Upon receiving the new ambassador of Indonesia to the Holy See, Suprapto Martosemoto, the Holy Father praised Indonesia for its “commitment to pursue policies aimed at advancing the noble goals of democracy and social harmony enshrined in the Constitution."
Addressing the diplomat in English, the Pope began his talk by praising Indonesia for its “determination, which calls for sacrifice ... and the cooperation of all political and social groups, is indispensable for overcoming the forces of polarization and conflict, carrying forward the renewal of economic life and consolidating a just democratic order in full respect for the rights of every individual and community.”
Noting that one of the current “most serious threats to the ideal of national unity” in the country is “the phenomenon of international terrorism”, the Pontiff praised the Indonesian government’s position which condemns “terrorist violence, under whatever pretext it occurs,” pointing out that “this happens in particular when the holy name of God is invoked as a justification for such acts.”

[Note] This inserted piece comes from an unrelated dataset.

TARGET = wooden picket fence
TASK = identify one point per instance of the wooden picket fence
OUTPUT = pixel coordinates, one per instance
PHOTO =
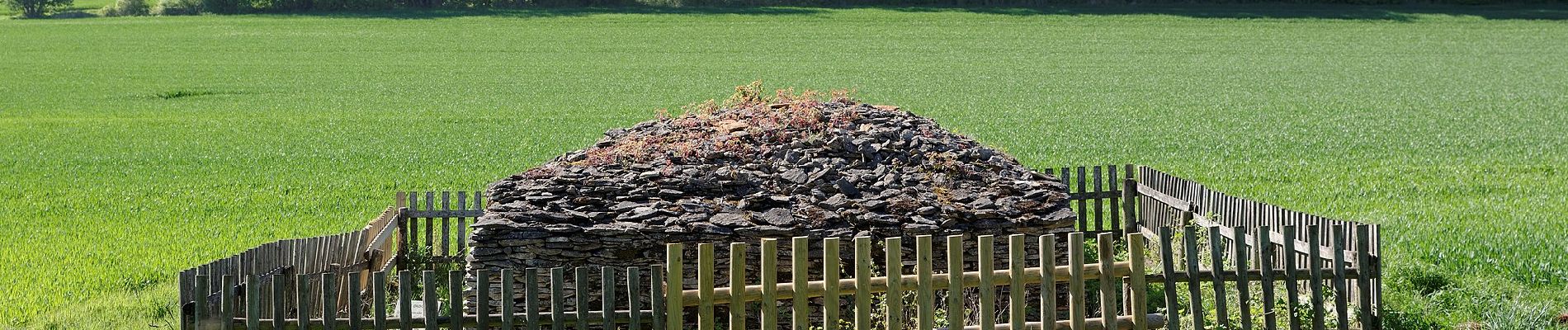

The Holy Father continued, “The Church, ... in fidelity to the teaching of her Master, unequivocally condemns the manipulation of religion for political ends, while urging the application of international humanitarian law in every aspect of the fight against terrorism.”
He proceeded: “Indonesia, as a multi-religious country with the largest Muslim population of any nation in the world, plays an important and positive role in promoting inter-religious cooperation, both within its borders and in the international community. Dialogue, respect for the convictions of others, and collaboration in the service of peace are the surest means of securing social concord."
The Holy Father also emphasized the situation of Catholics Indonesians who, though a small minority, “desire to participate fully in the life of the nation” and “through their network of educational and health care institutions, they seek to offer a significant service to their brothers and sisters, regardless of religion, and to instill the ethical values fundamental for authentic civic progress and peaceful coexistence.”
"While their right to the free exercise of their religion in complete equality with their fellow citizens is guaranteed by the national Constitution," he added, "the protection of this fundamental human right calls for constant vigilance on the part of all.”